One 'Guardian' reporter has written in his article, "Fighter, joker, magician, religious disciple, preacher: Muhammad Ali", "He housed such an improbable quantity of warmth that it seemed the love he generated could sustain the planet." What a magnificent tribute.

If you haven't yet seen the documentary, "When We Were Kings", now's perhaps the perfect time! Can't find a full film online, but broken up into Part I, Part II, etc. I saw it some years back, and I found it moving & thrilling... and I was so impressed to see how Ali was adored by young fans -even children- in what was then Zaire. It made me love him even more!

(About "When We Were Kings": "It's 1974, Muhammed Ali is 32 and thought by many to be past his prime. George Forman is ten years younger and the Heavyweight champion of the world. Promoter Don King wants to make a name for himself and offers both fighters five million dollars apiece to fight one another, and when they accept, King has only to come up with the money. He finds a backer in Mobutu Sese Suko, the dictator of Zaire and the "Rumble in the Jungle" is set.
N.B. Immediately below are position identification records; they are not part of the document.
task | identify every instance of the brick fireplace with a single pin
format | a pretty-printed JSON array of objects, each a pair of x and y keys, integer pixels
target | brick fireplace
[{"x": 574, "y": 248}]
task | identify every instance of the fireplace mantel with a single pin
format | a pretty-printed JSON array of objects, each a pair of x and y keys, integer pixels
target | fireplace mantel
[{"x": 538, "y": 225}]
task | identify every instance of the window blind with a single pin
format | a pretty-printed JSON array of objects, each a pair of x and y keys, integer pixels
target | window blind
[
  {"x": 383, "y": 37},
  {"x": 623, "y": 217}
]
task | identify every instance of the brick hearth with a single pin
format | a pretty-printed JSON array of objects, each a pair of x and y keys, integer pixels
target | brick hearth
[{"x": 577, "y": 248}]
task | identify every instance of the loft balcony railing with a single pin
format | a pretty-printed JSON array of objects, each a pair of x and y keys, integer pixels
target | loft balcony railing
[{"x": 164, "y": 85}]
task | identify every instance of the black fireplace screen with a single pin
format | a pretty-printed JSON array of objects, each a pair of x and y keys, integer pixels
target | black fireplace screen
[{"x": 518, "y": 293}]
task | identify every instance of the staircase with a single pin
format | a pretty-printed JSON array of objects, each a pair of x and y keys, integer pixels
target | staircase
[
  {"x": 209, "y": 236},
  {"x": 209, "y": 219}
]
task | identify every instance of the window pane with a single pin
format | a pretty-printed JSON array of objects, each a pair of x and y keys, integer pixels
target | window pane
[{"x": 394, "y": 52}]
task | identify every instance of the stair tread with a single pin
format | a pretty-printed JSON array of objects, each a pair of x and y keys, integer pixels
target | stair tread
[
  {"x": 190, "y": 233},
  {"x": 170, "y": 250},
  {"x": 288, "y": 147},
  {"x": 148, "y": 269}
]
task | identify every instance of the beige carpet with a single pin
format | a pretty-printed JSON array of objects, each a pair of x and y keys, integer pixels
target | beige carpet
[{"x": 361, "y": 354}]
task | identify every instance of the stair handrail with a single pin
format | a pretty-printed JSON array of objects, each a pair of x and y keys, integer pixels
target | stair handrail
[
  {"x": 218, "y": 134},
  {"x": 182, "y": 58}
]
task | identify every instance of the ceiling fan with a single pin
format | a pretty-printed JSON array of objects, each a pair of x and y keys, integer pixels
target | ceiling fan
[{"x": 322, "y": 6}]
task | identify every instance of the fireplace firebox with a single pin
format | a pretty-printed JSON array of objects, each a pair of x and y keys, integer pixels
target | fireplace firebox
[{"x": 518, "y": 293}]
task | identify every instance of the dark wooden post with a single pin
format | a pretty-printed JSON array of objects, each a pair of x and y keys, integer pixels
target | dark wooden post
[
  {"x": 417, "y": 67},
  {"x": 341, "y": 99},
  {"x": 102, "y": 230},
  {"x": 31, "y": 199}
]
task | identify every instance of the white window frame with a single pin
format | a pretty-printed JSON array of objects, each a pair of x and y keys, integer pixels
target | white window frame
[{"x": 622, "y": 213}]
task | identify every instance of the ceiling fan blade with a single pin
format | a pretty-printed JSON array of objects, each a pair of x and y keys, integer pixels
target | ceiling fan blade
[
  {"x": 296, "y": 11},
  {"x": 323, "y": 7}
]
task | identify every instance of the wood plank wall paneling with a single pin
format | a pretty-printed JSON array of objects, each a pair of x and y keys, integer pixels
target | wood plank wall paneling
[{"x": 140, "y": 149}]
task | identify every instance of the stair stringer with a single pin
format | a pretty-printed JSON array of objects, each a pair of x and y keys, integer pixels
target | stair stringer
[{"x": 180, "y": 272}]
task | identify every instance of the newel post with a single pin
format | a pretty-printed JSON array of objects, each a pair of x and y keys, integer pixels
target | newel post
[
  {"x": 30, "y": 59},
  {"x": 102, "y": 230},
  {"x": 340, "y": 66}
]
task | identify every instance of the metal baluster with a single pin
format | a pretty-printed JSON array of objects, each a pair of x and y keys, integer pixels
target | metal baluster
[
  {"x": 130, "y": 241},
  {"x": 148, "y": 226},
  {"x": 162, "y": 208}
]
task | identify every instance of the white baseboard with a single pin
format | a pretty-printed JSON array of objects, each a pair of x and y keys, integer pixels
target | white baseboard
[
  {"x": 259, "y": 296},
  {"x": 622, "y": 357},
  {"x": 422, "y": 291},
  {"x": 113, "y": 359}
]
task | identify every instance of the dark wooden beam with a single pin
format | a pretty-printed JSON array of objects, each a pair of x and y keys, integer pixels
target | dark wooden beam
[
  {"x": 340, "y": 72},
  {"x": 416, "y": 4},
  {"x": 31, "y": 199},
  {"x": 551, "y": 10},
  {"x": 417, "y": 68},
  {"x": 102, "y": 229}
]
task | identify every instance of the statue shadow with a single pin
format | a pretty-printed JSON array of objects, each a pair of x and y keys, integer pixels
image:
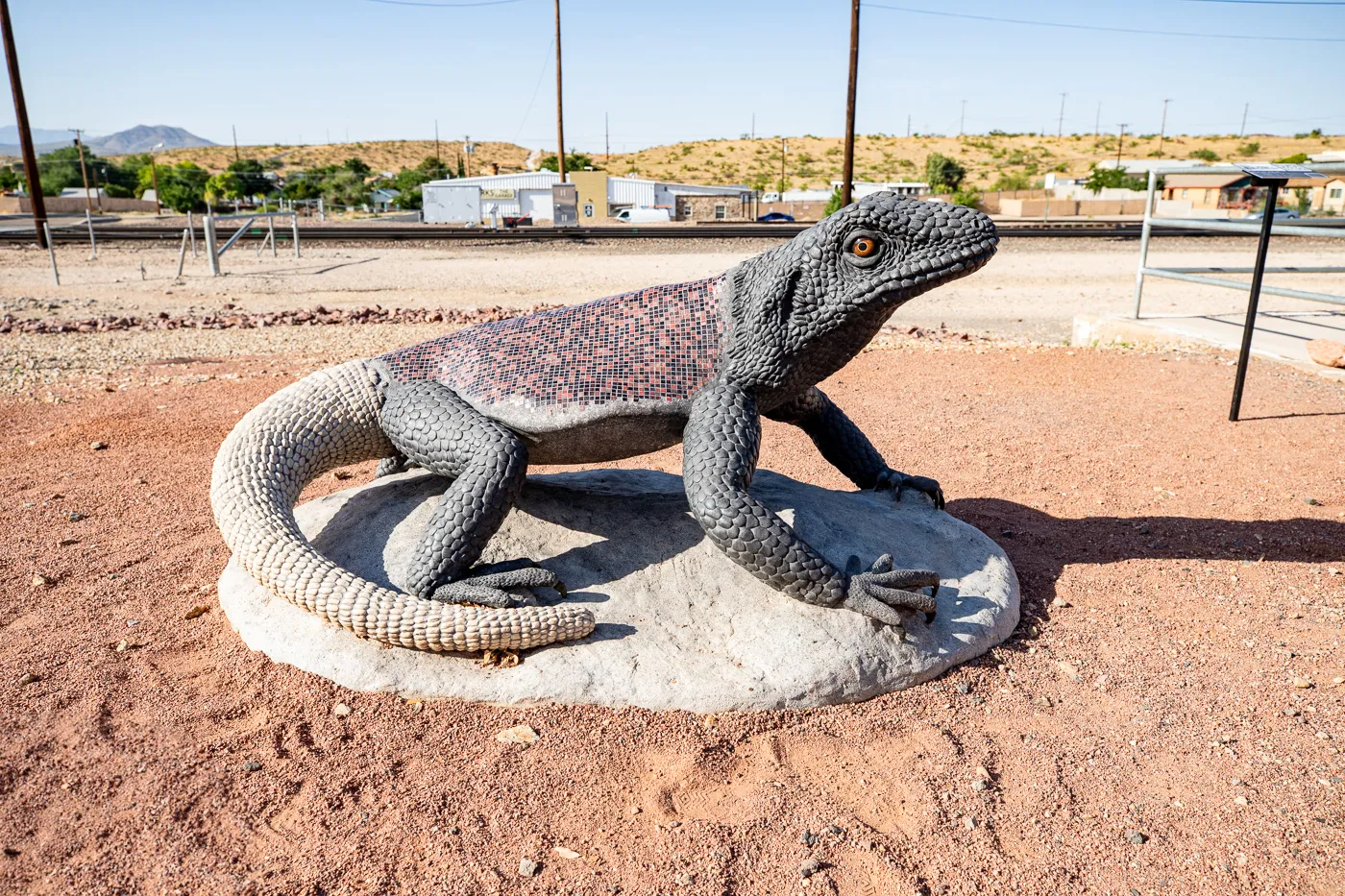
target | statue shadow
[{"x": 1041, "y": 545}]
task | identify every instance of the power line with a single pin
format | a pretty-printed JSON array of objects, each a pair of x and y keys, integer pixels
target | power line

A musical festival, featuring the America's top black performers, like James Brown and B.B. King, is also planned.")

I was particularly moved by this rather tragic insight of his into his 'sport,' into the world of boxing, that I read yesterday in The New Yorker article, "The Outsized Life of Muhammad Ali":

"“They stand around and say, ‘Good fight, boy: you’re a good boy; good goin’,” Ali said, in 1970. “They don’t look at fighters to have brains. They don’t look at fighters to be businessmen, or human, or intelligent. Fighters are just brutes that come to entertain the rich white people. Beat up on each other and break each other’s noses, and bleed, and show off like two little monkeys for the crowd, killing each other for the crowd. And half the crowd is white. We’re just like two slaves in that ring. The masters get two of us big old black slaves and let us fight it out while they bet: ‘My slave can whup your slave.’ That’s what I see when I see two black people fighting.” It was almost as if Ali, at the height of his fame, was hinting that we were all complicit in something fallen and dubious, even as we were rooting him on.